Copyright ©The Author(s) 2017. Published by Baishideng Publishing Group Inc. All rights reserved.
World J Dermatol. Aug 2, 2017; 6(3): 42-51
Published online Aug 2, 2017. doi: 10.5314/wjd.v6.i3.42
Atopic eczema treatment now and in the future: Targeting the skin barrier and key immune mechanisms in human skin
David C Bell, Sara J Brown
David C Bell, Sara J Brown, Skin Research Group, School of Medicine, Ninewells Hospital and Medical School, University of Dundee, Dundee DD1 9SY, Scotland, United Kingdom
Author contributions: Bell DC performed the majority of the writing and produced the figures and table with advice from Brown SJ; Brown SJ edited and supplemented the text and provided advice in the development of the figures and table.
Conflict-of-interest statement: Bell DC has no conflict of interest to declare; Brown SJ receives funding from the Wellcome Trust (Senior Research Fellowship in Clinic Science reference 106865/Z/15/Z); she provides consultancy advice for CXR Biosciences.
Open-Access: This article is an open-access article which was selected by an in-house editor and fully peer-reviewed by external reviewers. It is distributed in accordance with the Creative Commons Attribution Non Commercial (CC BY-NC 4.0) license, which permits others to distribute, remix, adapt, build upon this work non-commercially, and license their derivative works on different terms, provided the original work is properly cited and the use is non-commercial. See:
Correspondence to: Sara J Brown, Professor of Molecular and Genetic Dermatology, Wellcome Trust Senior Research Fellow in Clinical Science, Honorary Consultant Dermatologist, Skin Research Group, School of Medicine, Ninewells Hospital and Medical School, University of Dundee, James Arrott Drive, Dundee DD1 9SY, Scotland, United Kingdom.
Telephone: +44-1382-383210
Received: February 15, 2017
Peer-review started: February 15, 2017
First decision: March 7, 2017
Revised: March 14, 2017
Accepted: April 4, 2017
Article in press: April 5, 2017
Published online: August 2, 2017

The skin facilitates a number of key roles but its functioning can be impaired by disease. Atopic eczema is a chronic inflammatory disease where the skin barrier has become leaky, and inflammation occurs. It affects up to 20% of children and 3% of adults worldwide, manifesting as red itchy patches of skin with varying severity. This review aims to investigate the leaky skin barrier and immune mechanisms from the perspective of potential novel treatments. The complexity of atopic eczema as a disease is what makes it difficult to treat. Genome-wide association studies have highlighted possible genetic variations associated with atopic eczema, however in some cases, individuals develop the disease without these genetic risk factors. Loss of function mutations in the filaggrin gene are one of these associations and this is plausible due to its key role in barrier function. The Th2 immune response is the link with regards to the immune mechanisms as atopic inflammation often occurs through increased levels of interleukin (IL)-4 and IL-13. Eczematous inflammation also creates susceptibility to colonisation and damage by bacteria such as Staphylococcus aureus. Potential novel treatments are becoming ever more specific, offering the hope of fewer side effects and better disease control. The best new treatments highlighted in this review target the immune response with human beta defensin 2, phosphodiesterase-4 inhibitors and monoclonal antibodies all showing promise.

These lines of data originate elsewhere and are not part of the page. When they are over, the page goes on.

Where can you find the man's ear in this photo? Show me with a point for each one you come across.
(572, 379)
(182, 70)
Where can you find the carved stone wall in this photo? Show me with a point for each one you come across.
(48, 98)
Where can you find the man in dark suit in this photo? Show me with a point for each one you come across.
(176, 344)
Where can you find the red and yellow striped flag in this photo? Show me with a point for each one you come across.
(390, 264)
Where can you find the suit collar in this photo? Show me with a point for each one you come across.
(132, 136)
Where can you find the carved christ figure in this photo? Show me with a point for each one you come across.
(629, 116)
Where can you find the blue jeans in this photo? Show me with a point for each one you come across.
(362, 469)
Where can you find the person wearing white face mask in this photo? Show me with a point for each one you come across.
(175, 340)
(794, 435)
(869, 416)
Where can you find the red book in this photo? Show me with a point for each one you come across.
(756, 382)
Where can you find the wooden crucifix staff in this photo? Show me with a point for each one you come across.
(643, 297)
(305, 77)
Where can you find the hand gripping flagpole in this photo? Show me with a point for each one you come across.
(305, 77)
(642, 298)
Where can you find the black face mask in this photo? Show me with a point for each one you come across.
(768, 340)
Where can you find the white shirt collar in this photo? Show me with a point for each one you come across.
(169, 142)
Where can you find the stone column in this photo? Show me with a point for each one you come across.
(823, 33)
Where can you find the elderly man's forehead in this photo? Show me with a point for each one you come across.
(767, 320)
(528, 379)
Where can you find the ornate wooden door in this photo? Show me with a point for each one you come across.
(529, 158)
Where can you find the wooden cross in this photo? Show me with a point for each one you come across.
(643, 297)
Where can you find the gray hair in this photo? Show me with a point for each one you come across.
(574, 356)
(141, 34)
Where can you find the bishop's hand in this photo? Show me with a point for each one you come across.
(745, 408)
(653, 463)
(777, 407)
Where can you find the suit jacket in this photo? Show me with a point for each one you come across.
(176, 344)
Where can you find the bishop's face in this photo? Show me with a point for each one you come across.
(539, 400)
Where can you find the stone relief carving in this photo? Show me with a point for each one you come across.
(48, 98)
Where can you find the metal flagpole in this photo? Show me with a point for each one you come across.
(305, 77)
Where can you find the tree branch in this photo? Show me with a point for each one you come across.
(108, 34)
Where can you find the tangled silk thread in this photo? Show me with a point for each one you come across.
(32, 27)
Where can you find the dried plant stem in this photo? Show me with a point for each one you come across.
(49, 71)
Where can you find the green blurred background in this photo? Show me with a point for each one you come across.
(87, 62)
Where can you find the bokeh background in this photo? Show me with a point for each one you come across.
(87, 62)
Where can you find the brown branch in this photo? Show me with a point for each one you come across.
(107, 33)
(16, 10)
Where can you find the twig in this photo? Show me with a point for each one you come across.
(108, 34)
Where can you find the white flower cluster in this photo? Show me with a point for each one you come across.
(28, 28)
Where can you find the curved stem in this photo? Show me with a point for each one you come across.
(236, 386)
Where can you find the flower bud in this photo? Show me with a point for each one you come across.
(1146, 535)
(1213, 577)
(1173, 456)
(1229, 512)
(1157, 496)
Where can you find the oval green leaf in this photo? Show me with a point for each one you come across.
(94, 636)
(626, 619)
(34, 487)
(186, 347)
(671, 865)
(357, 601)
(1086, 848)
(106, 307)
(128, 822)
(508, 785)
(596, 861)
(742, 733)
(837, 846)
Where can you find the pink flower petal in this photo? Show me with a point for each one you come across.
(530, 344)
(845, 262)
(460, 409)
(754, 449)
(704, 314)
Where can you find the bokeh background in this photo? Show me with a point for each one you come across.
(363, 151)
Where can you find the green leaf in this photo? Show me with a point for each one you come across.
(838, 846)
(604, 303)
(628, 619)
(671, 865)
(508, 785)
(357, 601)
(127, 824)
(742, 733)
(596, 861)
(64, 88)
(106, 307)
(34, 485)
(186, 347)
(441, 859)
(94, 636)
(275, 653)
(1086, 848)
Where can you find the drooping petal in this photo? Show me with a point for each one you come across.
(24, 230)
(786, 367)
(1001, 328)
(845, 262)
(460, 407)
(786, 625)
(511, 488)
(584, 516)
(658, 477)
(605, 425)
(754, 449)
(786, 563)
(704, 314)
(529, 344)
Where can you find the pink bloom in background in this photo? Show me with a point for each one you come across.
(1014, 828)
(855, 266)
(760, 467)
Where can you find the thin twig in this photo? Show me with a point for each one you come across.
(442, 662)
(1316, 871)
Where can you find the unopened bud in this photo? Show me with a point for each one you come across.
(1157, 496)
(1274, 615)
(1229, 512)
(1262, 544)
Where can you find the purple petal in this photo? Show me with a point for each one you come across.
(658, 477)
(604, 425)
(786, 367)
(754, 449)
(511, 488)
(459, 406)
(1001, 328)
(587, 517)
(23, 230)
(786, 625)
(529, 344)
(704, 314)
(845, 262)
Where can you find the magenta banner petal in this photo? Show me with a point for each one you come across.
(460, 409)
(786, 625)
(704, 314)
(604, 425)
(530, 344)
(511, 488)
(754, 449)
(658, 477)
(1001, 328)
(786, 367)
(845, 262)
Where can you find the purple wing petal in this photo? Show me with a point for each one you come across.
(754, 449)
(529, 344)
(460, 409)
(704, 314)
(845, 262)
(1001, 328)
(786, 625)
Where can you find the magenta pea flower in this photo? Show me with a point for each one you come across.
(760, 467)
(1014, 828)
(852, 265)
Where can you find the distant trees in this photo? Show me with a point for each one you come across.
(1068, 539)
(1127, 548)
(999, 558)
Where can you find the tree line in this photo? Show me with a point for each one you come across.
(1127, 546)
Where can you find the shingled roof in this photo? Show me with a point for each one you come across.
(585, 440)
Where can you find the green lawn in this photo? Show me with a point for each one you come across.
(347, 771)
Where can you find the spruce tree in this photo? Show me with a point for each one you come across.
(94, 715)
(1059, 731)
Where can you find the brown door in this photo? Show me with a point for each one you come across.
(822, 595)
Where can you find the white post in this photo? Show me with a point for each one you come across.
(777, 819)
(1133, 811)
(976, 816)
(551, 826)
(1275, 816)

Keywords: Atopic eczema, Novel treatment, Filaggrin, Skin barrier, Immune dysfunction

Core tip: Atopic eczema (atopic dermatitis) is an itchy inflammatory skin disease with complex aetiology, including impairment in barrier function and concomitant inflammation. Increased understanding of the molecular mechanisms in eczema pathogenesis has opened up opportunities for new therapeutic targets. This review summaries current understanding and highlights some novel treatments in development.